Les appareils de classe 1 sont assez contraints en espace de code et en capacités de traitement, de sorte qu'ils ne peuvent pas facilement communiquer avec d'autres nœuds Internet utilisant une pile de protocoles complète telle que l'utilisation de HTTP, Transport Layer Security (TLS) et des protocoles de sécurité associés et des représentations de données basées sur XML. Cependant, ils sont suffisamment capables d'utiliser une pile de protocoles spécifiquement conçue pour les nœuds contraints (telle que le Constrained Application Protocol (CoAP) sur UDP [COAP]) et de participer à des conversations significatives sans l'aide d'un nœud passerelle. En particulier, ils peuvent fournir un support pour les fonctions de sécurité requises sur un grand réseau. Par conséquent, ils peuvent être intégrés en tant que pairs pleinement développés dans un réseau IP, mais ils doivent être parcimonieux avec la mémoire d'état, l'espace de code et souvent les dépenses énergétiques pour l'utilisation des protocoles et des applications.

Les appareils de classe 2 sont moins contraints et fondamentalement capables de prendre en charge la plupart des mêmes piles de protocoles que celles utilisées sur les ordinateurs portables ou les serveurs. Cependant, même ces appareils peuvent bénéficier de protocoles légers et optimisés en termes d'efficacité et de la consommation de moins de bande passante et de ressources réseau. En outre, l'utilisation de moins de ressources pour le réseau laisse plus de ressources disponibles pour les applications. Ainsi, l'utilisation des piles de protocoles définies pour les appareils plus contraints sur les appareils de classe 2 pourrait réduire les coûts de développement et augmenter l'interopérabilité.

Des appareils contraints avec des capacités nettement supérieures aux appareils de classe 2 existent. Ils sont moins exigeants d'un point de vue du développement de normes car ils peuvent largement utiliser les protocoles existants sans modification. Le présent document ne fait donc aucune tentative de définir des classes contraintes au-delà de la classe 2. Ces appareils peuvent toujours être contraints par une alimentation énergétique limitée.

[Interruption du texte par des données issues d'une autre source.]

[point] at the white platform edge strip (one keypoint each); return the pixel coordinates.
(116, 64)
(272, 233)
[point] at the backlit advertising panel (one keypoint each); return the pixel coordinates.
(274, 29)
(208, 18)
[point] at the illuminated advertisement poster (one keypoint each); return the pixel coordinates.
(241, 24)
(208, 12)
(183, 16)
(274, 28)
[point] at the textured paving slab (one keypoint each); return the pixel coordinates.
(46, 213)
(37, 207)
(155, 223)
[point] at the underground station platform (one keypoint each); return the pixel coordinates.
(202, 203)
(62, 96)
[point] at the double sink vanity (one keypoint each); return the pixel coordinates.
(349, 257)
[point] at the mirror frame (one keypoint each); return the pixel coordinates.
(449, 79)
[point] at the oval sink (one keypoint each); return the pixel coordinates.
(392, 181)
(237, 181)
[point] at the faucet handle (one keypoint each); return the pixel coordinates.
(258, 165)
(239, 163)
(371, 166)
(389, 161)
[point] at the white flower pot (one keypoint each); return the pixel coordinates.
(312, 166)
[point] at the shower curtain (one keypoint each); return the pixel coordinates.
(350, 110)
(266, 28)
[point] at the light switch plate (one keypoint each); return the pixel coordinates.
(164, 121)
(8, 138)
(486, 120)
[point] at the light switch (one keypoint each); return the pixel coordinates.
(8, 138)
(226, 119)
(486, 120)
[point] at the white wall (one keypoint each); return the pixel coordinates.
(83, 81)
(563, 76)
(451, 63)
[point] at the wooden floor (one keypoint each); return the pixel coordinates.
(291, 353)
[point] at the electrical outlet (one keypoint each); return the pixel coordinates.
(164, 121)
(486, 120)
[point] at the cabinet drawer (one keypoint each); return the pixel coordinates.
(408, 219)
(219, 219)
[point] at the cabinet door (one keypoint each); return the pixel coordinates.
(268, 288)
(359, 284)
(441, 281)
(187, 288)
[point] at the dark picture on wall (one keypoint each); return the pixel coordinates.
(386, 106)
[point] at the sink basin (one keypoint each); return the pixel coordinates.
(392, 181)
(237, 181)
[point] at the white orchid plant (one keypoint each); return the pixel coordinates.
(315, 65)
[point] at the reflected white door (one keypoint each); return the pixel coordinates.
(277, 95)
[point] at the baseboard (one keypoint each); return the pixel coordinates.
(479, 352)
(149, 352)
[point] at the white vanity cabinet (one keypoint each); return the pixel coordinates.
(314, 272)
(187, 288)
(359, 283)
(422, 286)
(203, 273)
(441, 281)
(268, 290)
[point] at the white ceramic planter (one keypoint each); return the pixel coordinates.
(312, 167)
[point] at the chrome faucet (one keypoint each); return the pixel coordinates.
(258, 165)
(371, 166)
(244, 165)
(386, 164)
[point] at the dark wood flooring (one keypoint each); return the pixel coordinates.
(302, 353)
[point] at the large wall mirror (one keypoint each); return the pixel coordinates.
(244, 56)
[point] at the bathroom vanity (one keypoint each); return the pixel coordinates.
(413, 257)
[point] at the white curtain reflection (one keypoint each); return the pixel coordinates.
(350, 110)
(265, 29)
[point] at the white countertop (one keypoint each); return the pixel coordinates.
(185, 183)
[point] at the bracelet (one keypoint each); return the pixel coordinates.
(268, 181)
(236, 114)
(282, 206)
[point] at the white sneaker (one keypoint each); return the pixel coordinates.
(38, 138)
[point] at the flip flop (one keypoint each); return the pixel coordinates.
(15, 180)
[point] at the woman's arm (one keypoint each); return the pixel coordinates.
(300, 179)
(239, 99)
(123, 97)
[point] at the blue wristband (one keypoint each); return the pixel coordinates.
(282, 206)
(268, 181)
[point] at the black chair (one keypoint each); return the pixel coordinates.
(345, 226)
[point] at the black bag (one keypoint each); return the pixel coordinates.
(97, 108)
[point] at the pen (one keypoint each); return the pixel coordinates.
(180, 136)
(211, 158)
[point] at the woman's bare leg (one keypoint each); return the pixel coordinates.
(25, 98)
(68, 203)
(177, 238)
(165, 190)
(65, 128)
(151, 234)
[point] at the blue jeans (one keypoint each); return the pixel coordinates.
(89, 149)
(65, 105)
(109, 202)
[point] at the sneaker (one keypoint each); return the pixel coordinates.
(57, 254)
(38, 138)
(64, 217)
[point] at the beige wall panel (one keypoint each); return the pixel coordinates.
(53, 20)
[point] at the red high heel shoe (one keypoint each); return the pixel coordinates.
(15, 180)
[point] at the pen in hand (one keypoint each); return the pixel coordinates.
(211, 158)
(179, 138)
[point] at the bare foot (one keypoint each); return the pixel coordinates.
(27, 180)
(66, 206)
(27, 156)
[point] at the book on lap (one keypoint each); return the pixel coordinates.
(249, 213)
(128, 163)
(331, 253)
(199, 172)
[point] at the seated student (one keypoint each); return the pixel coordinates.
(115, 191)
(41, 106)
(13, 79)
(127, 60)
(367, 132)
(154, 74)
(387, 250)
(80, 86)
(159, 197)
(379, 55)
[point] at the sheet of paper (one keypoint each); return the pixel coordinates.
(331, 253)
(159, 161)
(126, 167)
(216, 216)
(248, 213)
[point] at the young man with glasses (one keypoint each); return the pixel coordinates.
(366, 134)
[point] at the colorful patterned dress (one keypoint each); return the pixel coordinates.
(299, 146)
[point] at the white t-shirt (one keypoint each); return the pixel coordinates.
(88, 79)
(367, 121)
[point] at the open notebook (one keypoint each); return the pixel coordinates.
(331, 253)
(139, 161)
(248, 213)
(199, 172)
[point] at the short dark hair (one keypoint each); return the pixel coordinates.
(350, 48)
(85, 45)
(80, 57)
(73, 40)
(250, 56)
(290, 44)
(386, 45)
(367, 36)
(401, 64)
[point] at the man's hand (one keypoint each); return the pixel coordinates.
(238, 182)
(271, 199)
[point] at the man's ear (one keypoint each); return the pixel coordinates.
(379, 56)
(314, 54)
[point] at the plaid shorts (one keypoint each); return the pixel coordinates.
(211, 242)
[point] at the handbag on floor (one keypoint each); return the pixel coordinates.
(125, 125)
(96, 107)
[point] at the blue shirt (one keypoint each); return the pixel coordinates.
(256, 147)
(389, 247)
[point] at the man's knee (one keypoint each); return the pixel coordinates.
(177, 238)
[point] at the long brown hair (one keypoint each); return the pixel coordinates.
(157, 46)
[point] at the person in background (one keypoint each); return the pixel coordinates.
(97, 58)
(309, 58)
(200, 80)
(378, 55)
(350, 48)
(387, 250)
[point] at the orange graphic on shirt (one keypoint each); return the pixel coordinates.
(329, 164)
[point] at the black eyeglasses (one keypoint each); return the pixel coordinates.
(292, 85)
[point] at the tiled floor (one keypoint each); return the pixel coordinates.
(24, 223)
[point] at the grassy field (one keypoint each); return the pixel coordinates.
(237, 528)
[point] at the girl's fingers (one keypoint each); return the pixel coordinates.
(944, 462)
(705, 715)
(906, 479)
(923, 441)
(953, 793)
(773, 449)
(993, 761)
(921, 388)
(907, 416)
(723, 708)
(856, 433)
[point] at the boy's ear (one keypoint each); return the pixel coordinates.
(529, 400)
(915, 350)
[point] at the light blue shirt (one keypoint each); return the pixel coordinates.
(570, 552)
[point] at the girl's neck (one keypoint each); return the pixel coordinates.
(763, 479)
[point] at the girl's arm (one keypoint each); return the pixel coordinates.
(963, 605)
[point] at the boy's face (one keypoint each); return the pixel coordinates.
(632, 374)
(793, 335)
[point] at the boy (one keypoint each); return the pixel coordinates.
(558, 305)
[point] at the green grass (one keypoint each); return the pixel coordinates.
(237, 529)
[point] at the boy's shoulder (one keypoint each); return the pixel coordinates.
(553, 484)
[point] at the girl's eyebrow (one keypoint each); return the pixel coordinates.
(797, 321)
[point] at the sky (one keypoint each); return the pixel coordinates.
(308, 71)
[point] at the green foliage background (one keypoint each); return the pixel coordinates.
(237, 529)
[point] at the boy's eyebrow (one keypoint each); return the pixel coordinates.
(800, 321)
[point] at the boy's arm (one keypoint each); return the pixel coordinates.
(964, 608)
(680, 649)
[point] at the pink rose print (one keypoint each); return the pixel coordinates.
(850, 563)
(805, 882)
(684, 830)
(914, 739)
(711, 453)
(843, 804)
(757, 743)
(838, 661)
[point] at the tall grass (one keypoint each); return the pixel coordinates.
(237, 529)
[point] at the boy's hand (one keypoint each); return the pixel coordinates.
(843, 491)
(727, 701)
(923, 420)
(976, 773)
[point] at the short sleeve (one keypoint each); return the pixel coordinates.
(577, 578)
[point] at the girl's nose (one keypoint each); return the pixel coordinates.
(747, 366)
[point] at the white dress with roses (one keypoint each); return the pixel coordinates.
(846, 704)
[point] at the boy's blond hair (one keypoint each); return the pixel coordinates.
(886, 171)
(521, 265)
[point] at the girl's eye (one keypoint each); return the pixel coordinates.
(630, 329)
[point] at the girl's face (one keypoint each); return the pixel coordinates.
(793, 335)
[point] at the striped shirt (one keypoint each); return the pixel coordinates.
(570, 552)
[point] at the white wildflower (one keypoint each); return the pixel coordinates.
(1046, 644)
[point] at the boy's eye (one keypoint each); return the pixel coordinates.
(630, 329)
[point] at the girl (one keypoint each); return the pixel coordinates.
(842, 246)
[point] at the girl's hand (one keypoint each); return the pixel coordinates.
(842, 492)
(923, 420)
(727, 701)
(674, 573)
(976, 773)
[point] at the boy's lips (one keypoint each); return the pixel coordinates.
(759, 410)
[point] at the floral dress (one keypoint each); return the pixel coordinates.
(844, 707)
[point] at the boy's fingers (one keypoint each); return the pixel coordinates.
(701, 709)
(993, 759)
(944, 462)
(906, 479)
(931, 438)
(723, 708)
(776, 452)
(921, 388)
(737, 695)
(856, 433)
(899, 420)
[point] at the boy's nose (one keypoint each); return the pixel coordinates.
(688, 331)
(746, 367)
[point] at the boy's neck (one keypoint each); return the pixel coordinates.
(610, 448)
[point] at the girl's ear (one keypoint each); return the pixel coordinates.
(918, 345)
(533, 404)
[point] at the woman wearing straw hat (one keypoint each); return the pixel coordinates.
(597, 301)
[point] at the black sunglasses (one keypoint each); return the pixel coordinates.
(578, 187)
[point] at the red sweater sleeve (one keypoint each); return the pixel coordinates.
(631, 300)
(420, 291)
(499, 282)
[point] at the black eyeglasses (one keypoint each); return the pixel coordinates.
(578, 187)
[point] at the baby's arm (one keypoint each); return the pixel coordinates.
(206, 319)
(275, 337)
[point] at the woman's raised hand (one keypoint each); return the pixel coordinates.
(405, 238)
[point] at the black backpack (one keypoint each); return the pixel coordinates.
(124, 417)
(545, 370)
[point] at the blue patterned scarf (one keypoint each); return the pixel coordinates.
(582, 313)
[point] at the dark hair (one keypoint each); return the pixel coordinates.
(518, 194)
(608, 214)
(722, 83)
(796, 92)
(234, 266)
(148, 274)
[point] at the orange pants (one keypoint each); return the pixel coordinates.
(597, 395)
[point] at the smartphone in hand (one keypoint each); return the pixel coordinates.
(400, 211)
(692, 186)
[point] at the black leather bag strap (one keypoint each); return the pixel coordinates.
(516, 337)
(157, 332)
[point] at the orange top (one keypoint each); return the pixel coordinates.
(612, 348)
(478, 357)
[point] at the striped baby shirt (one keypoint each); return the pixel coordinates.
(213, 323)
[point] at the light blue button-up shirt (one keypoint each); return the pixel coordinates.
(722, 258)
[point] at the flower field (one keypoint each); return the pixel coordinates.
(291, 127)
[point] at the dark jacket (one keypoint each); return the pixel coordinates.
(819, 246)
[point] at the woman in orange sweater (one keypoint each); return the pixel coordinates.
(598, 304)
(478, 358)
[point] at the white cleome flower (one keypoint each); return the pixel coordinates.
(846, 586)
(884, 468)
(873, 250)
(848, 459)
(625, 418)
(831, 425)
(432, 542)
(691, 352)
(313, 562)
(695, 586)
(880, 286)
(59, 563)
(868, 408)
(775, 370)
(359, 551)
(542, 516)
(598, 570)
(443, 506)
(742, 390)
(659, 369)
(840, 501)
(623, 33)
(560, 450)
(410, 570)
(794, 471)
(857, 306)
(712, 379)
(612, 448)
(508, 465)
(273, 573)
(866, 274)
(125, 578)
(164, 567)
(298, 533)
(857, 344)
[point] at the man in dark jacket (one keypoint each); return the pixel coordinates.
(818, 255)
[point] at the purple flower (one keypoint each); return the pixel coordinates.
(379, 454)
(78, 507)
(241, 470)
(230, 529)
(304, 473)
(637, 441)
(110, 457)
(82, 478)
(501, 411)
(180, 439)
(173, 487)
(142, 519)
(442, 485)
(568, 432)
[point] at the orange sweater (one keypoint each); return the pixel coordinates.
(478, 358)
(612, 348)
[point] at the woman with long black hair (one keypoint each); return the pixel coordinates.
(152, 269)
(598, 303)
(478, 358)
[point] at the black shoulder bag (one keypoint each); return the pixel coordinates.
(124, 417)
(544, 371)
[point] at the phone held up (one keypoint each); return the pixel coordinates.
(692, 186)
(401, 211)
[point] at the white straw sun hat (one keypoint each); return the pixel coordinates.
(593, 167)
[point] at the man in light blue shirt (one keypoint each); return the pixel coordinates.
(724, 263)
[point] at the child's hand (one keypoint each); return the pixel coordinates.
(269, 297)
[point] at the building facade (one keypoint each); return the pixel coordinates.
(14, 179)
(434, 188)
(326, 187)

En ce qui concerne l'examen des capacités des nœuds contraints, en particulier pour les appareils de classe 1, il est important de comprendre quel type d'applications ils sont capables d'exécuter et quels mécanismes de protocole seraient les plus appropriés. En raison des limitations de mémoire et autres, chaque appareil de classe 1 spécifique pourrait n'être capable de prendre en charge que quelques fonctions sélectionnées nécessaires à son fonctionnement prévu. En d'autres termes, l'ensemble des fonctions qui peuvent réellement être prises en charge n'est pas statique par type d'appareil: des appareils avec des contraintes similaires pourraient choisir de prendre en charge des fonctions différentes. Même si les appareils de classe 2 disposent de plus de fonctionnalités disponibles et peuvent être en mesure de fournir un ensemble plus complet de fonctions, ils doivent encore être évalués pour le type d'applications qu'ils exécuteront et les fonctions de protocole dont ils auraient besoin. Pour pouvoir dériver des exigences, les cas d'utilisation et l'implication des appareils dans l'application et le réseau doivent être analysés. Les cas d'utilisation peuvent combiner des appareils contraints de plusieurs classes ainsi que des nœuds Internet plus traditionnels.